In some embodiments, the gas comprises at least one of: nitrogen monoxide, nitrogen dioxide, nitrous oxide, carbon dioxide, inert gases, and chlorine.

Drawings

The present description will be further explained by way of exemplary embodiments, which will be described in detail by way of the accompanying drawings. These embodiments are not intended to be limiting, and in these embodiments like numerals are used to indicate like structures, wherein:

FIG. 1 is a schematic diagram of an exemplary architecture of an audio device shown in accordance with some embodiments of the present application.

Detailed Description

In order to make the objects, technical solutions and advantages of the present application more apparent, the present application is described in further detail below with reference to the accompanying drawings and embodiments. It should be understood that the specific embodiments described herein are merely illustrative of the present application and are not intended to limit the present application.

On the contrary, this application is intended to cover any alternatives, modifications, equivalents, and alternatives that may be included within the spirit and scope of the application as defined by the appended claims. Furthermore, in the following detailed description of the present application, certain specific details are set forth in order to provide a better understanding of the present application. It will be apparent to one skilled in the art that the present application may be practiced without these specific details.
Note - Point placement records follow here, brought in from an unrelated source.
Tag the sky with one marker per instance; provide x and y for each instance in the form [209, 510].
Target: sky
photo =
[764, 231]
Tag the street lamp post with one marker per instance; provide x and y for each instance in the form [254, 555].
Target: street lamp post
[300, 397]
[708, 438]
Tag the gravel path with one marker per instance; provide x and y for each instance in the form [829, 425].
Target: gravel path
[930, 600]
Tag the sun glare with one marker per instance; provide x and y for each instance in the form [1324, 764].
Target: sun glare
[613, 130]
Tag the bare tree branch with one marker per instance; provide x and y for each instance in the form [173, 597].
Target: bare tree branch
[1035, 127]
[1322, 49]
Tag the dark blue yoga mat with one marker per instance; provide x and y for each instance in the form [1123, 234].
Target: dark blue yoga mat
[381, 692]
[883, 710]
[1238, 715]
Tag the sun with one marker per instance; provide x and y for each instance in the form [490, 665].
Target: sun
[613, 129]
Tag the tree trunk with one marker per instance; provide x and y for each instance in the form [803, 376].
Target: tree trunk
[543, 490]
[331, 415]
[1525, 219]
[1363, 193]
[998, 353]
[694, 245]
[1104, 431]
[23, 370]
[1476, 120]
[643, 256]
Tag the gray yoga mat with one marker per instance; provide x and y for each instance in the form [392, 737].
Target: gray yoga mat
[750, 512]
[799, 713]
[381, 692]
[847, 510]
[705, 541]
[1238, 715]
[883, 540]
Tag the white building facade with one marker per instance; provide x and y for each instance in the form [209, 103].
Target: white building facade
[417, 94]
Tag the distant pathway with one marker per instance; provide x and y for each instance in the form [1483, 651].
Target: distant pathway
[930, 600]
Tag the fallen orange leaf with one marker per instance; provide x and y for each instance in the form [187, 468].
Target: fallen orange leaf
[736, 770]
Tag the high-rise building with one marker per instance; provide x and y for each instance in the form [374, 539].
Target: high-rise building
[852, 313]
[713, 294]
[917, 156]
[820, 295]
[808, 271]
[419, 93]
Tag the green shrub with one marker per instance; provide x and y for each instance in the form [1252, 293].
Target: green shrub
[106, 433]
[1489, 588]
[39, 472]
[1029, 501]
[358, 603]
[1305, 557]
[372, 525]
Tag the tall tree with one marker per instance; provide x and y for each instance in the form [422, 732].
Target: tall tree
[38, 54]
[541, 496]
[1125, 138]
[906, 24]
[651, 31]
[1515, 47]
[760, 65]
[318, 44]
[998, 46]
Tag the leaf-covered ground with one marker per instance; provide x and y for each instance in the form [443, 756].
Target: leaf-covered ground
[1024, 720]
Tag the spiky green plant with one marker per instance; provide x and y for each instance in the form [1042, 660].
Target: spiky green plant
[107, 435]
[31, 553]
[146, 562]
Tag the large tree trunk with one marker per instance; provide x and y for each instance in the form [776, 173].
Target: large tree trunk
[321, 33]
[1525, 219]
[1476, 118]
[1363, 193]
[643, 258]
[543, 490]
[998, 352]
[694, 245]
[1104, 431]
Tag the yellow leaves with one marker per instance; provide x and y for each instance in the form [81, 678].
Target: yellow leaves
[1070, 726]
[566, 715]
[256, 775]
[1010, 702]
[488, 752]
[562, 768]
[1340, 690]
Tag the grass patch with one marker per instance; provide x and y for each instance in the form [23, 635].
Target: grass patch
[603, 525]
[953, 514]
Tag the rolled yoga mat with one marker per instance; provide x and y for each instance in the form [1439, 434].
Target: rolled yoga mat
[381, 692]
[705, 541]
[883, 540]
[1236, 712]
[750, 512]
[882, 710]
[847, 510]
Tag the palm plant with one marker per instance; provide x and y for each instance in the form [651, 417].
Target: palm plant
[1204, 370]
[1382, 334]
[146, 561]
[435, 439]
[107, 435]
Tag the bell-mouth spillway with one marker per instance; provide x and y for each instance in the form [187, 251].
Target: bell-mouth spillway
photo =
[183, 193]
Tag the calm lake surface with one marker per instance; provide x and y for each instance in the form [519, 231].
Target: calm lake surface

The embodiment of the application relates to an audio device. The audio equipment can comprise a sealed shell, wherein a sound generating device, a cavity and a gas storage unit can be arranged in the sealed shell; the air in the air storage unit can be introduced into the cavity to adjust the playing effect of the audio equipment. Through setting up sealed housing, this audio equipment has good waterproof performance, can be applied to places such as bathroom, seaside, swimming pool. The airtight audio device may have poor playing effect due to the sealing property of the casing. The audio equipment of the embodiment of the application can change the sound propagation environment inside the closed audio equipment through the design of the cavity and the gas storage unit, and change the properties of the tone, the loudness and the like of the played sound, so that the closed audio equipment can achieve a better sound (such as music) playing effect.

FIG. 1 is a schematic diagram of an exemplary architecture of an audio device shown in accordance with some embodiments of the present application.

In some embodiments, the audio device 100 may refer to a device that amplifies or converts a signal from a signal source to drive a sound generating device to generate sound. The audio device 100 may include, but is not limited to, a speaker, a power amplifier, and the like. In the embodiment of the present application, the audio device 100 may be a sealed enclosure. The airtight sound box can be suitable for various scenes. For example, the audio device 100 may be suitable for use in office environments, home environments, outdoor environments, and the like. As another example, the audio device 100 may also be suitable for use in wet environments such as bathrooms, seasides, swimming pools, and the like.

In some embodiments, as shown in fig. 1, the audio device 100 may include a sealed enclosure 102, with a sound generating mechanism 104, a cavity 106, and a gas storage unit 108 disposed within the sealed enclosure 102.

In some embodiments, the sealed enclosure 102 may be fabricated from a flexible material. For example, the sealed housing 102 may be made of silicone, rubber, thermoplastic elastomer (TPE), and the like. In some embodiments, the sealed enclosure 102 may also be made of other materials. For example, other materials may include, but are not limited to, plastic, acrylic, glass, wood, bamboo, metal, and the like. In some embodiments, the sealed enclosure 102 may also be formed from a combination of two or more of the above materials. The sealed housing 102 may be an integrally formed structure; multiple parts can be connected and formed. By arranging the sealing shell 102, the internal parts can be effectively isolated from the external environment, and good waterproof and dustproof effects are achieved. The sound emitting device 104 is a means for emitting sound in the audio apparatus 100. The sound generating device 104 may include a speaker, a horn, or the like. For example, a loudspeaker may emit an acoustic signal through a diaphragm. The sound generator 104 may also include any other device capable of generating sound, and is not limited herein.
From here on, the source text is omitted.